À tous les auteurs auxquels je viens d’emprunter de si nombreux extraits, il faudrait joindre Mayhew, si populaire dans la Grande-Bretagne, et dont l’intéressant et remarquable ouvrage, bien connu aussi en France, London labour and London poor, Londres travailleur et Londres pauvre, dénonce sans détours aux habitants de la riche métropole toutes les hontes de leurs plaies sociales.

Quels palliatifs apporter à tant de misères ? Le paupérisme est-il un vice irrémédiable, une plaie que les sociétés modernes doivent accepter sans espoir d’en être jamais délivrées ? Les grandes villes sont-elles invariablement vouées aux tristes spectacles dont Londres venait de nous présenter le spécimen ? Voilà ce que je me demandais en moi-même au retour de mon excursion nocturne dans White Chapel, et il me semble que, pour peu qu’il se préoccupe du mouvement social et de la vie morale des peuples à notre époque, chacun de nos lecteurs doit se faire la même question.
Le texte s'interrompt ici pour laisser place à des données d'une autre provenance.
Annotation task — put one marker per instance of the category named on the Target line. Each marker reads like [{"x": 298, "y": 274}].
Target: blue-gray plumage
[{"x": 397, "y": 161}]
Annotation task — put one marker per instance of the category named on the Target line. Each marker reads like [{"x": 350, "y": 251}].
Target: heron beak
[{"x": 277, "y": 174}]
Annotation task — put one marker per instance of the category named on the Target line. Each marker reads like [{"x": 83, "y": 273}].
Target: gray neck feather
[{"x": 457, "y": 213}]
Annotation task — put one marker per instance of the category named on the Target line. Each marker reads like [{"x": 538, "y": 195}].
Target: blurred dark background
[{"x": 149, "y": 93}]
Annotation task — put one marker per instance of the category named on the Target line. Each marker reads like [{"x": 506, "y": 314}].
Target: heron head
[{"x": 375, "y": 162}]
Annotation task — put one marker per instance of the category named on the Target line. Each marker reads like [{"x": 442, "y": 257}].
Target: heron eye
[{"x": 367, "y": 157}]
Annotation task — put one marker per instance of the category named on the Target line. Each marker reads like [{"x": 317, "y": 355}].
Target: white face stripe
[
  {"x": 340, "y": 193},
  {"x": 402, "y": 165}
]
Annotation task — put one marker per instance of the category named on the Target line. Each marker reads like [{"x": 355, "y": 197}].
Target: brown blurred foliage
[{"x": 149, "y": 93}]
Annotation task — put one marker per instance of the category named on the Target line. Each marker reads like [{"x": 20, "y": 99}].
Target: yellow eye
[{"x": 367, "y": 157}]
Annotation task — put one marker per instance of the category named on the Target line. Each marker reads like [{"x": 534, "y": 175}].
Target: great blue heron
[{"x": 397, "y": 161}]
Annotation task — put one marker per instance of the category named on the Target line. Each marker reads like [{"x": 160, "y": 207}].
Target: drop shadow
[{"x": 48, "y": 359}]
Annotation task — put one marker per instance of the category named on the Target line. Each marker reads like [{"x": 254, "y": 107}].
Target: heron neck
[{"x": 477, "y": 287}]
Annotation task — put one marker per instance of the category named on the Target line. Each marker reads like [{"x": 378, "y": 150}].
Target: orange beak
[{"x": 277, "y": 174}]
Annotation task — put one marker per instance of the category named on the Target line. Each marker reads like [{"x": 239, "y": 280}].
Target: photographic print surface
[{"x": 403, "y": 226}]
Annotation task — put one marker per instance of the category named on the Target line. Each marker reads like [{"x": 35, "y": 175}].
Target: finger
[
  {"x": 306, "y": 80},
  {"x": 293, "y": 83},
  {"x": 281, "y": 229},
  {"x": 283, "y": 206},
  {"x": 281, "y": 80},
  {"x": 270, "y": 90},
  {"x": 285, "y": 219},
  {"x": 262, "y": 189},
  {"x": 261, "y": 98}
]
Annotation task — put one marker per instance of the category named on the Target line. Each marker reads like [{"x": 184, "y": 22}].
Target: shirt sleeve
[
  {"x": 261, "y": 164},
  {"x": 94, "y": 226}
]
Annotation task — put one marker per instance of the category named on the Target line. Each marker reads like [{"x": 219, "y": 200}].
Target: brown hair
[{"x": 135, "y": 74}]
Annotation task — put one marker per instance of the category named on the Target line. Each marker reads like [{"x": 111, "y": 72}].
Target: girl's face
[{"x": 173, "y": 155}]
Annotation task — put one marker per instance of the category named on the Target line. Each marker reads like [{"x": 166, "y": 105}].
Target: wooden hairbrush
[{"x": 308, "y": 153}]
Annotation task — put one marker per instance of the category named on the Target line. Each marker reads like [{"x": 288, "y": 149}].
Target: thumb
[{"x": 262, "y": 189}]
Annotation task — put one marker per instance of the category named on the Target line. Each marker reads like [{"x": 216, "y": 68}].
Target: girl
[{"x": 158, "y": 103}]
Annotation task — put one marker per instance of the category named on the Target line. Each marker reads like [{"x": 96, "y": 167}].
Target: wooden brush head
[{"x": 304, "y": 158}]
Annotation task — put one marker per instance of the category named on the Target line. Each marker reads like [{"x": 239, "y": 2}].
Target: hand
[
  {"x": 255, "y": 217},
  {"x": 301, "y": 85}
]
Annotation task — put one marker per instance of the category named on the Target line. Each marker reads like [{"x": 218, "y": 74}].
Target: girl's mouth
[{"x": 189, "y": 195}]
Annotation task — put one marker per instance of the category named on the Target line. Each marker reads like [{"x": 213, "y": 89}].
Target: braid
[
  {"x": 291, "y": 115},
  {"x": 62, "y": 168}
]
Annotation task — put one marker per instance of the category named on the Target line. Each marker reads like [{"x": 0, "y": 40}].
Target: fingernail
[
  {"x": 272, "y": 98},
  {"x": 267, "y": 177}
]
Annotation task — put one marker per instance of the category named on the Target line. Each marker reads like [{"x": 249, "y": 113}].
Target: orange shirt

Quel est donc le plus sûr moyen d’arriver à la régénération des classes pauvres ?’J e n’en vois qu’un qui soit sans réplique : l’instruction, l’éducation ! Les Anglais ont fait beaucoup dans ce sens, mais moins encore qu’en Suisse et en Allemagne. En Suisse même il est des cantons où il n’existe pas de pauvres. Les institutions charitables, comme les salles d’asile, les work-houses, les dépôts de mendicité, les sociétés de bienfaisance, ne peuvent qu’apporter un remède au mal. Elles ne l’arrêtent pas dans sa source ; elles ne profitent pas du reste aux pauvres honteux qui craignent d’étaler leur misère, d’implorer ouvertement les secours d’autrui. Les sociétés de tempérance ne corrigent jamais que la minime partie des buveurs ; les sociétés bibliques, les prédications en plein air dont on fait si grand usage à Londres[1], ne rendent guère plus de religion à l’homme dégradé qui en a perdu l’instinct. Certaines ordonnances municipales ne font qu’augmenter le mal. Qu’importe que vous exigiez le repos du dimanche, si après l’heure des offices les buvettes, les tavernes un moment fermées se rouvrent, et si le robinet qui verse la bière au comptoir ne s’arrête pas tout le jour ? Les buveurs font queue à la porte, occupation qui en vaut bien une autre, et vos règlements de police ne tendent qu’à amener des troubles dans la rue.

Pour combattre utilement le paupérisme et tout ce cortége de vices qu’il entraîne avec lui, il faut donc à tout prix répandre l’éducation ; c’est encore la façon la meilleure et la plus certaine d’élever le niveau moral en même temps qu’intellectuel des masses, et de leur donner l’habitude de l’épargne, la seule qui peut les con-

  1. Les prédications en plein vent sont un des spectacles qui étonnent le plus l’étranger dès son arrivée à Londres. Tous les soirs, et souvent pendant le jour le dimanche, sur les promenades, sur les places les plus fréquentées, au voisinage des squares, des hommes à la figure austère, vêtus de noir, cravatés de blanc, la tête découverte, une Bible sous le bras, se mettent à lire et à prêcher. D’abord un passant les écoute, puis deux, puis la foule s’amasse, les voitures s’arrêtent, hommes et femmes, soldats et civilians, grands et petits entourent gravement le prêcheur. D’une voix lente, sourde, cadencée, comme celle de beaucoup de ministres protestants quand ils prêchent ou expliquent la Bible, celui-ci débite imperturbablement sa harangue ; pas un mot, pas un cri moqueur ne s’échappe de l’auditoire. Ce calme qui ne se dément jamais est un des traits distinctifs de la nation anglaise. À Paris, si la police permettait au premier venu de prêcher en plein air, il ne tiendrait pas deux minutes contre les lazzis, les quolibets, et peut-être même les projectiles, ne fût-ce que ceux des gamins.